We remark that ensemble patches are able to obtain various statistics that are adapted for data analysis. For example, as an alternative central measure, we can consider the median for each patch $P_{t+\ell }^{\tau }(X_{t})$, say Med$_{t+\ell }^{\tau }(X_{t})$ and the corresponding mean of Med$_{t+\ell }^{\tau }(X_{t})$ over ℓ, EMed$_{t}^{\tau }(X_{t})$. These measures are closely related to filters for decomposition in Section 3. Moreover, the difference between rectangle and oval patches is not significant. It is only noticeable when considering envelopes $L_{t}^{\tau }(X_{t})$ and $U_{t}^{\tau }(X_{t})$. The mean envelope $M_{t}^{\tau }(X_{t})$ obtained by the rectangle patch represents a stair-shaped curve and is undesirable for smoothing. The oval patch, on the other hand, can be useful in capturing the central tendency of the data because the resulting curve is smoother. However, it is necessary to capture the sudden change in data as shown in Fig. 22 later. In this case, the rectangle patch is more useful than the oval patch.

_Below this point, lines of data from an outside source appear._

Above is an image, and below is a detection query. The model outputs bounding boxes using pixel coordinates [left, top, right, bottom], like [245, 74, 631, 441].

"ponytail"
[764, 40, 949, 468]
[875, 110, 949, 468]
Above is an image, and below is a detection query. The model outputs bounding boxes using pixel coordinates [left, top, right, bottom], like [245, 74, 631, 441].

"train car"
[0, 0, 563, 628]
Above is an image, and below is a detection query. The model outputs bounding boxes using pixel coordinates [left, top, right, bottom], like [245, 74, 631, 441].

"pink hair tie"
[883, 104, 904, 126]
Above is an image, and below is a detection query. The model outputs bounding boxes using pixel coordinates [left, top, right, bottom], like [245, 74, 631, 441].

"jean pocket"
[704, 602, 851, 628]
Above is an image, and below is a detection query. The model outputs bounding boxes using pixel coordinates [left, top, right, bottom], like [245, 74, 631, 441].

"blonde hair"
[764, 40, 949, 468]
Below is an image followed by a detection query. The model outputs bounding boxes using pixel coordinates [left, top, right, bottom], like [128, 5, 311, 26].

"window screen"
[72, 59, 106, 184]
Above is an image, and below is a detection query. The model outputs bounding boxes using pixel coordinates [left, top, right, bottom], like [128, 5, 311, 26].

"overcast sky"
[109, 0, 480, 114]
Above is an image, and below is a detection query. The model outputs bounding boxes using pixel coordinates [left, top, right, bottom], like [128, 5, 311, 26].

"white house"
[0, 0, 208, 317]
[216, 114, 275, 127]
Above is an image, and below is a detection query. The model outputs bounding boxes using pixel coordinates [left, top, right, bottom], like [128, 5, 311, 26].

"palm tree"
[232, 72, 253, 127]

Finally, the thick-pen transformation by [13] is a special case of the above $MEP_{t}^{\mathcal {T}}(X_{t})$ with $L_{t+\ell }^{\tau }(X_{t})$ and $U_{t+\ell }^{\tau }(X_{t})$ at the shifting index ℓ=0.

3 Methods

3.1 Ensemble patch filtering

When a signal consists of several components with their own frequencies, ensemble patch transformation can be utilized as a low-pass or a high-pass filter. Figure 8 illustrates the filtering process of the ensemble mean envelope. The top panel shows a sinusoidal signal X_t= cos(50πt)+ cos(10πt)+2t (t∈[0.35,0.55]) and depicts three shifted rectangle patches covering a point X_t (open circle) at t=0.45. Each ℓth shifted patch produces upper and lower envelopes $U_{t+\ell }^{\tau }(X_{t})$ and $L_{t+\ell }^{\tau }(X_{t})$ at time point t. The black dots denote the average values of data in $M_{t+\ell }^{\tau }(X_{t})$ at time point t=0.45 for the shifted patches a, b, and c. Similarly, with shifting the patch over the entire time domain, we construct a mean envelope from each shifted patch process. The bottom panel of Fig. 8 shows three mean envelopes (dotted line), respectively. We note that, although we use only three shifted mean envelops for illustration purposes, the possible number of shifted mean envelopes for a given point is the same as the size parameter τ of the patch in general. Furthermore, we take an ensemble average of those mean envelopes, which results in the ensemble mean envelope marked by the solid line. It seems that the ensemble mean envelope represents a lower frequency component of the signal.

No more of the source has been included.